Transnet working with MBSA on improved logistics options
State-owned company Transnet has compiled a list of strategic projects to improve its service to the local auto- motive industry, with a number of these focused on the operations of Mercedes-Benz South Africa (MBSA), says MBSA manufacturing VP Arno van der Merwe.
He notes that the local arm of the German Daimler group wishes to see an improved infrastructure link between the Eastern Cape and the country’s economic hub, Gauteng, with rail just one such opportunity.
MBSA also wants to see a more efficient logistics corridor between East London and Port Elizabeth, with options that could include improved rail, road and sea transport. The Port Elizabeth region is another of South Africa’s automotive production sites, housing Volkswagen and General Motors and their component suppliers.
“We would also like to see an overall improvement in the efficiency at ports, especially in the rates structure. We cannot depend on the current system of rebates forever,” says Van der Merwe.
He adds that the East London car terminal will also need to expand its capacity to cater for the almost doubling in production planned at the MBSA plant, following the introduction of the new C-Class model.
MBSA built a record 65 000 vehicles at its Eastern Cape plant in 2012, with 60 000 of these vehicles being C-Class models. Out of four C-Class models, three were exported to the US, says MBSA president and CEO Dr Martin Zimmermann.
The new-generation C-Class will start production in 2014, with “more than four out of five exported once we ramp up to 100 000 units a year”.
The new C-Class will be exported to Japan, other Asian markets and some European markets and no longer to the US. Local assembly of the vehicle will see a more-than-R2.5-billion investment in the local operation, funded by MBSA.
While the global Daimler group had an excellent 2012, with vehicle sales at 2.2- million units, up from the 2.1-million seen in 2011, MBSA could not quite mirror the success of its parent company.
Revenue was down to R33.8-billion in 2012 from R34.9-billion in 2011, with passenger car, bus, van and truck sales down to 30 269 units in 2012 from 32 029 units in 2011.
Zimmermann describes 2012 as challenging for MBSA, with passenger car product availability an especially big problem for the manufacturer. It had little A-Class stock available during the second half of the year, for example.
However, 2013 will see the company launch several new products that could lead to it regaining some lost volume.

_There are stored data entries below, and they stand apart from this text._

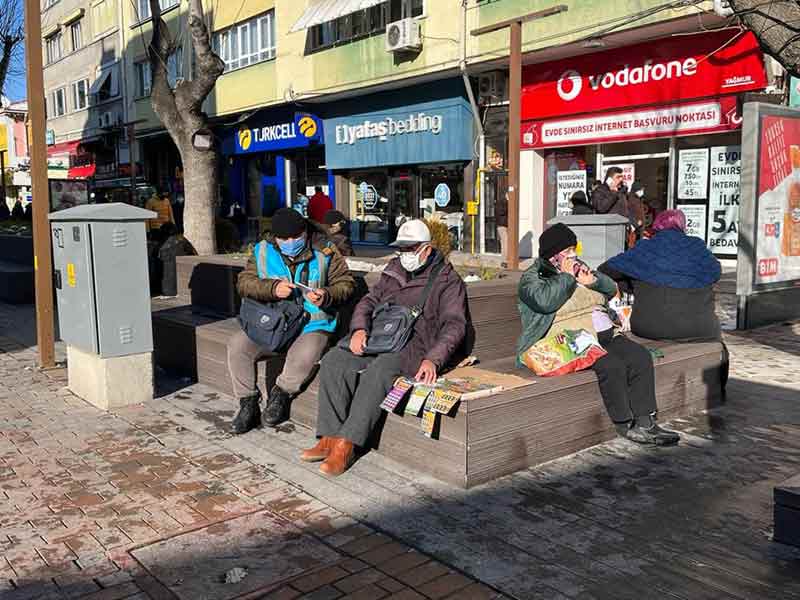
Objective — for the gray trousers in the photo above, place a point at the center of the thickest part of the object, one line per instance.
(301, 359)
(351, 390)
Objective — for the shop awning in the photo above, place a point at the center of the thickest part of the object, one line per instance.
(323, 11)
(82, 172)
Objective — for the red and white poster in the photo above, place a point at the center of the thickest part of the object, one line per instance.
(710, 116)
(665, 71)
(778, 200)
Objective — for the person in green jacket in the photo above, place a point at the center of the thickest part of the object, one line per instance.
(559, 292)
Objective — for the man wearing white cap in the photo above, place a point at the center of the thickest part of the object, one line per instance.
(355, 380)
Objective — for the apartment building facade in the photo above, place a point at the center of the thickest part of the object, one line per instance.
(84, 91)
(369, 100)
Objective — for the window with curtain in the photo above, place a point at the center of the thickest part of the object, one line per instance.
(80, 94)
(247, 43)
(143, 7)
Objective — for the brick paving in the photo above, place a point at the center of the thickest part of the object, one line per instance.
(93, 505)
(158, 502)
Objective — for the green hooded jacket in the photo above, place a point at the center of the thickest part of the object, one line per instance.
(542, 291)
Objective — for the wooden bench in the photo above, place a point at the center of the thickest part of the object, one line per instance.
(488, 437)
(16, 269)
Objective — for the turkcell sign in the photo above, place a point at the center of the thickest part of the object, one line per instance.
(303, 131)
(435, 131)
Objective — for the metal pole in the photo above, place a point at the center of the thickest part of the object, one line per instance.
(2, 175)
(43, 262)
(132, 158)
(514, 127)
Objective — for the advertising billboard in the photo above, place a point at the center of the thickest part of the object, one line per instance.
(769, 248)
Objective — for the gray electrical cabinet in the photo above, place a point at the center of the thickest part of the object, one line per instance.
(601, 236)
(101, 278)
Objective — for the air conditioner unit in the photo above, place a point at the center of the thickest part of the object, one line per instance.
(106, 119)
(492, 87)
(403, 35)
(723, 8)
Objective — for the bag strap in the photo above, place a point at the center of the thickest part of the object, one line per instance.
(417, 310)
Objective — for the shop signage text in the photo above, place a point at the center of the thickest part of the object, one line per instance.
(383, 130)
(303, 131)
(704, 117)
(723, 199)
(692, 174)
(695, 219)
(567, 183)
(664, 71)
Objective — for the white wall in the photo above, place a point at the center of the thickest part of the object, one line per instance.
(531, 217)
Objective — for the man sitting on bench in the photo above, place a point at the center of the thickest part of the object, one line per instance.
(354, 381)
(291, 250)
(558, 293)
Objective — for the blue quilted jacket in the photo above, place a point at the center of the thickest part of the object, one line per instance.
(670, 259)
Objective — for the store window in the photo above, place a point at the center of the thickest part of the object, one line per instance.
(369, 209)
(54, 49)
(442, 188)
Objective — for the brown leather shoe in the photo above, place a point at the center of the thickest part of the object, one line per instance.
(319, 452)
(341, 458)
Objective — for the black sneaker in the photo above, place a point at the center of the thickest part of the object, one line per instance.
(277, 409)
(249, 415)
(647, 431)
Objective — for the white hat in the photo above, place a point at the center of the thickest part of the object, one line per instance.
(412, 233)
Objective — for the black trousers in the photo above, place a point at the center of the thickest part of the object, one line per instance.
(626, 377)
(351, 389)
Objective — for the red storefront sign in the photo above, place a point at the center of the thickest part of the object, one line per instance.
(667, 70)
(711, 115)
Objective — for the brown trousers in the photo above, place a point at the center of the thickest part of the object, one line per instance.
(301, 361)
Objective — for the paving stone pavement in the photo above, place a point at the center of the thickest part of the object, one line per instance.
(159, 501)
(108, 506)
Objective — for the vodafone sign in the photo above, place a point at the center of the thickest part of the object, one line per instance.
(665, 71)
(709, 116)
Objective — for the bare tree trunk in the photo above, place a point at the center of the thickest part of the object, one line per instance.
(200, 174)
(777, 27)
(181, 112)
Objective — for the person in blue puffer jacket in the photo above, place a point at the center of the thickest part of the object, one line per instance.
(672, 277)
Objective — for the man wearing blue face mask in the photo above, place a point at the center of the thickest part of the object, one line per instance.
(282, 268)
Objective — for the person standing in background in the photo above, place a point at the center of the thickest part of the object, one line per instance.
(160, 205)
(318, 205)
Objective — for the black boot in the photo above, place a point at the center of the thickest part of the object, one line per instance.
(249, 415)
(277, 409)
(645, 430)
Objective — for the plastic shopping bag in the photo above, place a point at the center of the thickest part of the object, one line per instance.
(566, 352)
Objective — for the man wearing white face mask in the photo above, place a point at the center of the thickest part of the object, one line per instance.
(353, 383)
(608, 198)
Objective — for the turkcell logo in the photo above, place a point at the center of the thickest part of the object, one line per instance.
(303, 128)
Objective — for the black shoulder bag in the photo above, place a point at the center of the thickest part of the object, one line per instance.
(393, 324)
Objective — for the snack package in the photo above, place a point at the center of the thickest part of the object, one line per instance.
(567, 352)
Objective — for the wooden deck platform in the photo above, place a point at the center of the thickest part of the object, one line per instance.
(487, 437)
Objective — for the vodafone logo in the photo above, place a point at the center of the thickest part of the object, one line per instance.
(570, 85)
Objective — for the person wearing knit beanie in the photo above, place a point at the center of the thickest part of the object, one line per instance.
(556, 239)
(558, 294)
(287, 223)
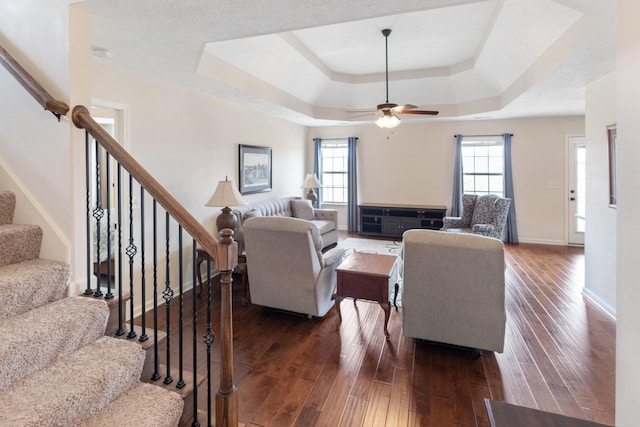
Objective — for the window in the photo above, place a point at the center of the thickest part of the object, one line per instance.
(334, 171)
(483, 165)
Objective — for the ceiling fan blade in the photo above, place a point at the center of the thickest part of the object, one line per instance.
(401, 108)
(365, 114)
(425, 112)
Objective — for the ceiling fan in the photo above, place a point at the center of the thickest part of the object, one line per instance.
(388, 111)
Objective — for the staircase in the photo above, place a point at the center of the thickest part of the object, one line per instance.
(57, 367)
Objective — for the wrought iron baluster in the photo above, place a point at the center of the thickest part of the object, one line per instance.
(209, 338)
(168, 296)
(120, 330)
(156, 356)
(194, 304)
(98, 213)
(143, 333)
(109, 294)
(131, 252)
(181, 382)
(87, 149)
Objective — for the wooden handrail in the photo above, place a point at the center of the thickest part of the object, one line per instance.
(83, 120)
(48, 102)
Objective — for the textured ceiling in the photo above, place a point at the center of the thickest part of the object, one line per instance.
(311, 62)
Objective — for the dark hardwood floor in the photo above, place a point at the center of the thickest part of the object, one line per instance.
(559, 357)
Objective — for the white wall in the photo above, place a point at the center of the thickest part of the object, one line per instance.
(189, 142)
(32, 142)
(415, 166)
(600, 235)
(628, 224)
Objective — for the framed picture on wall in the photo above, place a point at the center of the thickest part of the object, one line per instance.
(255, 169)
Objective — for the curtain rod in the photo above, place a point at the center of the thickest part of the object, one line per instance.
(336, 139)
(476, 136)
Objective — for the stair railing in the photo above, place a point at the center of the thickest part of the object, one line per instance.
(223, 253)
(100, 145)
(48, 102)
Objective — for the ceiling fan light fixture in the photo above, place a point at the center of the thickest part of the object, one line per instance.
(388, 120)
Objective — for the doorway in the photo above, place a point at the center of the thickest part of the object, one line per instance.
(576, 197)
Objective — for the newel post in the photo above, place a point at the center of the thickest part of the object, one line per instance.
(226, 400)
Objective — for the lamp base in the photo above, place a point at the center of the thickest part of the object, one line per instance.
(311, 195)
(226, 220)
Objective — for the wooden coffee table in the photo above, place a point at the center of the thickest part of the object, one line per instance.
(367, 276)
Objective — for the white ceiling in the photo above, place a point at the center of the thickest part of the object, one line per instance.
(312, 61)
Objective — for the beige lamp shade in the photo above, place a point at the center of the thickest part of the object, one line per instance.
(311, 181)
(226, 194)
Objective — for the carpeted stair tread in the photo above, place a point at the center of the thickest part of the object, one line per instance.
(30, 284)
(7, 207)
(32, 340)
(74, 388)
(143, 405)
(19, 242)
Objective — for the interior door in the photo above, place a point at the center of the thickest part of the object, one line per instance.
(577, 190)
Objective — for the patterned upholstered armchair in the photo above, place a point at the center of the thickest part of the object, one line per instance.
(485, 215)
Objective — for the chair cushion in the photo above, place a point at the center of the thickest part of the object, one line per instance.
(302, 209)
(483, 213)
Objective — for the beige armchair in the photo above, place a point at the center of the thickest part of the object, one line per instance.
(453, 289)
(287, 269)
(485, 215)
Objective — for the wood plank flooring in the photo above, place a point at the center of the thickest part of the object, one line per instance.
(559, 357)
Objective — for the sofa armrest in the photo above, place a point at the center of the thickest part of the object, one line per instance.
(333, 256)
(327, 214)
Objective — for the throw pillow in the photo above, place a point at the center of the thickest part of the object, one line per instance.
(302, 209)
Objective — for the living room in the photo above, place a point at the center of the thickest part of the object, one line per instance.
(413, 166)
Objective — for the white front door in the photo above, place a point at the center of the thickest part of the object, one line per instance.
(576, 189)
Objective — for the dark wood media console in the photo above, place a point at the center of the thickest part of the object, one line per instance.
(392, 221)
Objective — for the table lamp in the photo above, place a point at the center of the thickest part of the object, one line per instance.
(226, 195)
(311, 183)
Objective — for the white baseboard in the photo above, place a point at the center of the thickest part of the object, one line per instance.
(611, 311)
(543, 241)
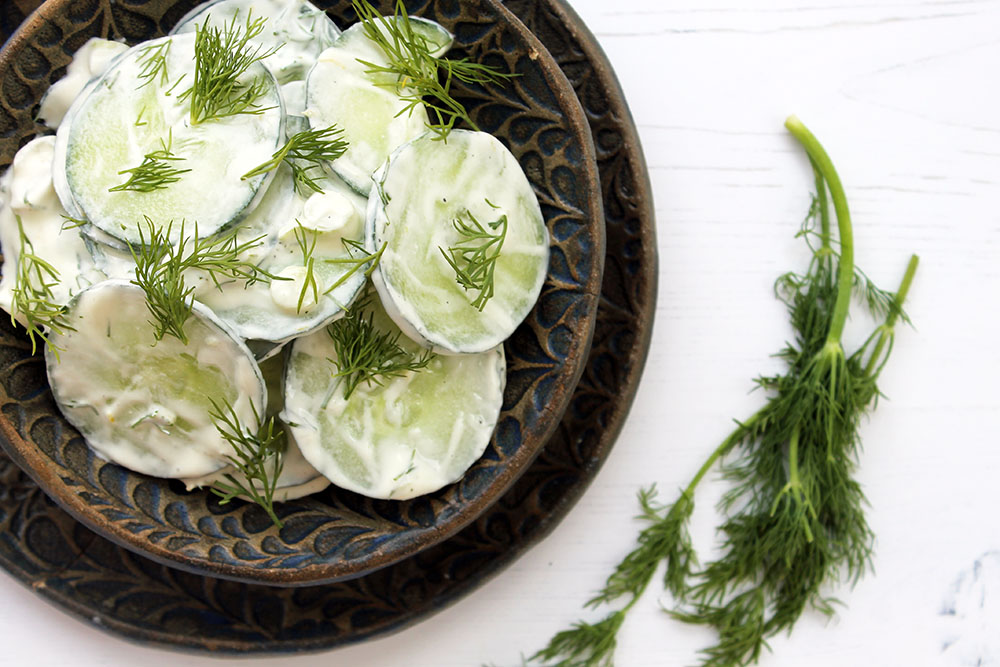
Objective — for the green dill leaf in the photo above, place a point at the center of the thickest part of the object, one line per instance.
(152, 61)
(222, 58)
(307, 246)
(355, 262)
(161, 265)
(417, 76)
(474, 257)
(793, 515)
(258, 457)
(365, 354)
(310, 146)
(156, 171)
(32, 296)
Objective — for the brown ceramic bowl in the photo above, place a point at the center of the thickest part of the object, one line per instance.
(335, 534)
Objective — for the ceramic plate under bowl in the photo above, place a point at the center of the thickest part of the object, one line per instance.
(336, 534)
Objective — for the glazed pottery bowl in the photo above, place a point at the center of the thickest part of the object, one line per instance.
(335, 534)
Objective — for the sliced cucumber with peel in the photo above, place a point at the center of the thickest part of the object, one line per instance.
(287, 306)
(146, 404)
(297, 478)
(426, 190)
(340, 91)
(126, 118)
(407, 436)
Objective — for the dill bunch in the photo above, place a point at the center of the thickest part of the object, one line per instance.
(474, 257)
(366, 354)
(312, 147)
(222, 58)
(160, 267)
(416, 75)
(32, 296)
(155, 172)
(793, 516)
(258, 458)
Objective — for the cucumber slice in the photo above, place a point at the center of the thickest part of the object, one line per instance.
(297, 478)
(125, 118)
(299, 28)
(341, 92)
(145, 404)
(271, 311)
(426, 187)
(408, 436)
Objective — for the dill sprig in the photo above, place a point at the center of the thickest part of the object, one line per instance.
(160, 266)
(258, 457)
(310, 146)
(156, 171)
(794, 514)
(365, 354)
(419, 77)
(370, 258)
(32, 296)
(222, 57)
(153, 63)
(307, 246)
(474, 257)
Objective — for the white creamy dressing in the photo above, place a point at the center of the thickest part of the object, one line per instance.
(27, 195)
(270, 311)
(338, 86)
(408, 436)
(296, 28)
(124, 118)
(429, 184)
(142, 403)
(89, 62)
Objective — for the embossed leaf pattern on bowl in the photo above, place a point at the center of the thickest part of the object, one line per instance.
(335, 534)
(44, 547)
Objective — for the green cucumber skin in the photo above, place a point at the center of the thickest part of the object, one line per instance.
(54, 357)
(422, 331)
(116, 213)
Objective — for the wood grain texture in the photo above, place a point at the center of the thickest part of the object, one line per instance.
(904, 95)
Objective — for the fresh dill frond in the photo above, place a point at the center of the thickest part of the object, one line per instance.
(474, 257)
(793, 516)
(258, 457)
(307, 245)
(309, 146)
(156, 171)
(370, 258)
(160, 266)
(222, 58)
(365, 354)
(32, 296)
(152, 61)
(417, 76)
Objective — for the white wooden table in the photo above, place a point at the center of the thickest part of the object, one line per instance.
(904, 94)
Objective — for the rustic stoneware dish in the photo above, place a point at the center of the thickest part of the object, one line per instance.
(336, 534)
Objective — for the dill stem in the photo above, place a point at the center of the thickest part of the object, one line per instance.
(824, 210)
(894, 313)
(731, 440)
(845, 278)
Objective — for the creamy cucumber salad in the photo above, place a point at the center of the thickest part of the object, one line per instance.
(261, 256)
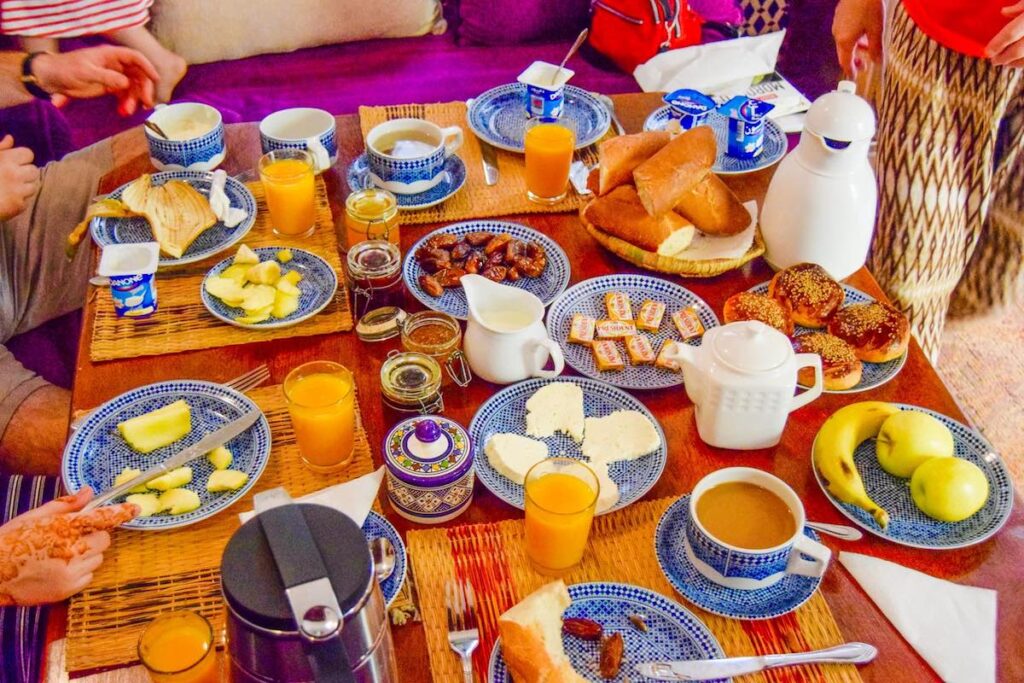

The new compact A-Class will make its debut in April this year, with the veil on the new CLA to be lifted towards the end of the year at the Johannesburg International Motor Show. The new E-Class cabriolet, coupé and saloon are set for introduction in June and July, with the new S-Class coming out in October.
The new GL sports utility vehicle is also on its way to South Africa, as is the new Sprinter van.
On the truck front, the Actros truck is set to receive new hypoid axles, which has achieved “excellent results” in reducing fuel consumption during local test cycles, says MBSA commercial vehicles VP Kobus van Zyl.
Zimmermann is especially positive that the new A-Class will attract new, younger customers to the Mercedes-Benz brand.
He adds that MBSA has not experienced negativity from its parent company about the future of South Africa following the recent labour upheaval seen in the country.
However, he notes that the company’s management makes an effort to bring their German counterparts to South Africa to ensure a first-hand experience of the country. He says that looking at South Africa from “far away” can be “frightening”.
Van der Merwe adds that South Africa is just one of many “complicated” places in the world right now and that investment decisions will be made on competitive factors such as costs and infrastructure, rather than emotion.
However, he adds that it is important for South Africa to “pull together”, and build “long-term sustainability”.